This message was deleted.
# general
a
This message was deleted.
b
I wouldn't rely on etcd backup/restores especially when you don't have access to the nodes. Instead I would default to destroying and rebuilding the clusters with manifests stored externally. Like git. Etcd restores are a last resort 'brain transplant'. It's hit or miss as to whether they work because it depends on the state of the cluster at the last snapshot - and its current state. Cattle not pets is the way to go.
g
I would love to work with manifests stored in git as opposed to clicking through a web UI, but Rancher seems to prefer the UI thing. Curious that the documentation recommendations are something not to be relied upon. How would destroy/rebuild work and would this lead to downtimes?
b
Rancher actually has a tool built in that helps you follow this GitOps pattern. It's called 'fleet' and it's under the continuous delivery section of the UI. Cattle not pets is the reason our logo is a cow ;) Destroying and rebuilding would certainly not lead to any more downtime then you are seeing currently with etcd restores. As long as you have a repeatable process downtime will be minimal. You can also perform this in a rolling manning as opposed to all at once if needed. In the worse case you could even spin up a new env - fail everything over to it - destroy the old env. This is the benefit of infrastructure as code :)
g
Everything except Rancher specific stuff is currently setup as infrastructure as code. The cluster is being rebuilt and we might have to manually restore all our PVCs from backups. The thing that bothers me, is that despite the failed update the cluster was still happily working before I tried the restore. I didn't expect such a prominent UI feature to be so destructive. I'm not sure how to rollback a failed update at this point
b
You have to log into the node and debug from this point - likely the cluster is down. Yea etcd backup restores can very easily break a cluster. As for PVCs those are requests that are manifests you store in git as well. The actual data and volumes should exist outside of the cluster and should be backed up appropriately using correct tool for those resources.

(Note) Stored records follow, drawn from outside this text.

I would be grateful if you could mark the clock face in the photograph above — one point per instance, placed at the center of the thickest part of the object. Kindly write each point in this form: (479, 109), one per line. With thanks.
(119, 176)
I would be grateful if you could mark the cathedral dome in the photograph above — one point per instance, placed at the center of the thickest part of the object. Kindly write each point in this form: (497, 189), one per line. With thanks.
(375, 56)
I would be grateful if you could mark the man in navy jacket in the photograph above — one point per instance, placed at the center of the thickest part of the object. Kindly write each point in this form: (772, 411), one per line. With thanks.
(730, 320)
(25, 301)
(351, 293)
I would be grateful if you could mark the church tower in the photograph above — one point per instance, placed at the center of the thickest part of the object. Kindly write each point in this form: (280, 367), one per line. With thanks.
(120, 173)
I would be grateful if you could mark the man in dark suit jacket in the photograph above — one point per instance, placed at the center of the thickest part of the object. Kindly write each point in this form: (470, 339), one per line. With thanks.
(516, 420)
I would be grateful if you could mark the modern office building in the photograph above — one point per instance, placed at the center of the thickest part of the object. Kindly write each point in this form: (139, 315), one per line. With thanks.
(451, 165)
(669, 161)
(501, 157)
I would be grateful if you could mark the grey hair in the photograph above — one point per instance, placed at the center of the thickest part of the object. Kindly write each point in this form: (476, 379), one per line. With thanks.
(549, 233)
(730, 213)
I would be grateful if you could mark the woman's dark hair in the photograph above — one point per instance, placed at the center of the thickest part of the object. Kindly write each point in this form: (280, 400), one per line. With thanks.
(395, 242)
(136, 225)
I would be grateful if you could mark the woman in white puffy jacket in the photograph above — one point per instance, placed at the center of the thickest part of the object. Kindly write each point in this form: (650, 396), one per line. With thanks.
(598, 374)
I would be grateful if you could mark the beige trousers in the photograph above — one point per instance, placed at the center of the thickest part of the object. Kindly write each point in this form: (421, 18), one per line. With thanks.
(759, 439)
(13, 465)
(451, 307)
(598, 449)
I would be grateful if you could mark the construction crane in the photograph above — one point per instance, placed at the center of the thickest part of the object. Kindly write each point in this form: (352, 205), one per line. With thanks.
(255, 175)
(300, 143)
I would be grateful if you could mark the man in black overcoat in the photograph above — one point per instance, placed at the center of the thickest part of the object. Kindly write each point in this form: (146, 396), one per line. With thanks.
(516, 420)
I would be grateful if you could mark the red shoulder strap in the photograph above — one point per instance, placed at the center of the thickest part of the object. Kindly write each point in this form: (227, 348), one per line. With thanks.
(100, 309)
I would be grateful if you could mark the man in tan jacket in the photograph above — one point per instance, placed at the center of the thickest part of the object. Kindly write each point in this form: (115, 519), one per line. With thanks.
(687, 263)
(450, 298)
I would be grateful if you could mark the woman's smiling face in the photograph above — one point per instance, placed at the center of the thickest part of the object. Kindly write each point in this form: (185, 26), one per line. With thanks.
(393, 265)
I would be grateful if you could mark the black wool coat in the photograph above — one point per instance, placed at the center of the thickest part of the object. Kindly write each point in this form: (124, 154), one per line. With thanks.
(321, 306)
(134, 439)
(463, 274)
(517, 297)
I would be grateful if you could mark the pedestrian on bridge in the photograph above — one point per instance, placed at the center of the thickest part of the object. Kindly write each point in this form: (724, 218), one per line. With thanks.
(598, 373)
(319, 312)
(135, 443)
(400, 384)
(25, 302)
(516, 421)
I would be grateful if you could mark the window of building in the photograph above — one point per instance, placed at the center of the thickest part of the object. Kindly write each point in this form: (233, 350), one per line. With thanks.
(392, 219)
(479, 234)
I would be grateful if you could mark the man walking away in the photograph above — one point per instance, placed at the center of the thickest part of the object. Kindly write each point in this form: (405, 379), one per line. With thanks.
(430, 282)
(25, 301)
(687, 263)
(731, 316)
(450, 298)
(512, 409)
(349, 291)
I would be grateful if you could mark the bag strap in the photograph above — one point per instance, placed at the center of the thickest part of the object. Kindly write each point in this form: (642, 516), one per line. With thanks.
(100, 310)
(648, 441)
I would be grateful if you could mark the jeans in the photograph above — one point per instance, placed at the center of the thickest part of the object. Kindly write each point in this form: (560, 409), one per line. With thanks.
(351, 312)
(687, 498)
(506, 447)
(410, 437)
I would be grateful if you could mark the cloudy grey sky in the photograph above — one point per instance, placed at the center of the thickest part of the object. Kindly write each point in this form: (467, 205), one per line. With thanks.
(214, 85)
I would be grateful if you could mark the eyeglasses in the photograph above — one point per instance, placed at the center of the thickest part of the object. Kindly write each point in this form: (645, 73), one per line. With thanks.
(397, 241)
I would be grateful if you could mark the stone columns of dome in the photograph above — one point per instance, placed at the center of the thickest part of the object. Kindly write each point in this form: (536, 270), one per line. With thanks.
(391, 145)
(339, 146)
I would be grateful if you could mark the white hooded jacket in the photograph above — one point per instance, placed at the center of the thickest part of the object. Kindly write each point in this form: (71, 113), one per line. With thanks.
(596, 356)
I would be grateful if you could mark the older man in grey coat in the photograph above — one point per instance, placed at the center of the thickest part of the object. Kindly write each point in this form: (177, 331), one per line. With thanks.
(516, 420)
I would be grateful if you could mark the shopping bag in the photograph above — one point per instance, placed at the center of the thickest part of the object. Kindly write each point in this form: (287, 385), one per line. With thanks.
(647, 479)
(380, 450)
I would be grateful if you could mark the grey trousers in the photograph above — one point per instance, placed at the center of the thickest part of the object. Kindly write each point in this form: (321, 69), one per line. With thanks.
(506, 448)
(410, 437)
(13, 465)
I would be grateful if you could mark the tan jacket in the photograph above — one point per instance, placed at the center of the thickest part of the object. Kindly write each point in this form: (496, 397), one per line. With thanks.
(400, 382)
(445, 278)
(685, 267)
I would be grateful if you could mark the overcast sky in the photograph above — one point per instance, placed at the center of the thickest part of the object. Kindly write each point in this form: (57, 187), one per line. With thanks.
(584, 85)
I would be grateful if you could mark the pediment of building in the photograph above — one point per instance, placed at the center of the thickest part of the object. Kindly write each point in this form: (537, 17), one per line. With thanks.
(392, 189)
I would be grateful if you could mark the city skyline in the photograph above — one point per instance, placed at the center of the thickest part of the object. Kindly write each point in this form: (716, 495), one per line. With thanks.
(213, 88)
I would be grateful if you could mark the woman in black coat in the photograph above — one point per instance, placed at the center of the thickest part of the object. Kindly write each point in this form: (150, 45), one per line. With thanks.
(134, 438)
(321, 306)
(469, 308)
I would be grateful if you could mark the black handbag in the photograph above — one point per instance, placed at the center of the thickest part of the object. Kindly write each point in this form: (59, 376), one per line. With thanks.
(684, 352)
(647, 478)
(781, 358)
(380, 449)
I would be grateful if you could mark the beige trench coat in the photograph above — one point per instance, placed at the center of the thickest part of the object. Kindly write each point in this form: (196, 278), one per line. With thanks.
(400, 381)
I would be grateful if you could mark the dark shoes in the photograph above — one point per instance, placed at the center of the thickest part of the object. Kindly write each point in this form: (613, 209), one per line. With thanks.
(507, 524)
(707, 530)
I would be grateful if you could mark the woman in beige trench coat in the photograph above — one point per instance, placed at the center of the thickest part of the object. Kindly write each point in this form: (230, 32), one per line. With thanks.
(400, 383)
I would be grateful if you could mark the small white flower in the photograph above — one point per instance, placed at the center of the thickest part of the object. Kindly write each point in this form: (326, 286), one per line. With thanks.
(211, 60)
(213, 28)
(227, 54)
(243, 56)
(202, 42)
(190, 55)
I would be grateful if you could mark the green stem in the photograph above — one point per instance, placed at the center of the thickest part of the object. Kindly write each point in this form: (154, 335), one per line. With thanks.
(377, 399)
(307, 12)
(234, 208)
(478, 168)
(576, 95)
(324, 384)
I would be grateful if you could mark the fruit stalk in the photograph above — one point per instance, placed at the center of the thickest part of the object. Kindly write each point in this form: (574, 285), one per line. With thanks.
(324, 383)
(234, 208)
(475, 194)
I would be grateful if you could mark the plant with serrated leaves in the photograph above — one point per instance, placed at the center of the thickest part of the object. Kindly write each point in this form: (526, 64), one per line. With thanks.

And even the rancher stuff is just crds ;) including clusters
g
Yes they are backed up. That doesn't mean that losing all PVCs is a problem-free occurrence. Longhorn is apparently unable to restore a PVC that is part of a helm chart in a way that would make helm happy, so there's a lot of manual stuff.
And even the rancher stuff is just crds ;) including clusters
Yes, the problem is that the documentation doesn't really talk about this, to the best of my knowledge. I've had to search for the source yaml files in the rancher repositories more than once just to figure out which values I should define - and evidently I still managed to screw that up 😅
b
For longhorn - use longhorn backups. PVCs themselves are not needed for longhorn as they are just the request. PVCs are kubernetes manifests. Etcd backups will definitely not backup Longhorn volumes either. So I really hope you're using longhorn backups with longhorn. Longhorn works like this you create a PVC (request: I need a volume of 5gb to attach to pod XYZ) > Longhorn storage class > longhorn controller creates a new longhorn volume > longhorn creates a PV > PV is mounted to pod (reference to volume). As for figuring out what resources rancher creates behind the scene you can always look at the 'Edit as yaml' on the resources in the UI. Another tip is to open up the dev console (f12) in your browser and watch the network traffic. This will give you a json formated version of the manifest you can copy to repeat that exact request over and over again.
g
Thanks for the tips! Yes we have longhorn backups, unfortunately a day old, but better than nothing. When I previously attempted to restore from such backups I ended up in the situation described here: https://github.com/longhorn/longhorn/issues/2862 I'll have to try the suggested steps, if we have to go through this process.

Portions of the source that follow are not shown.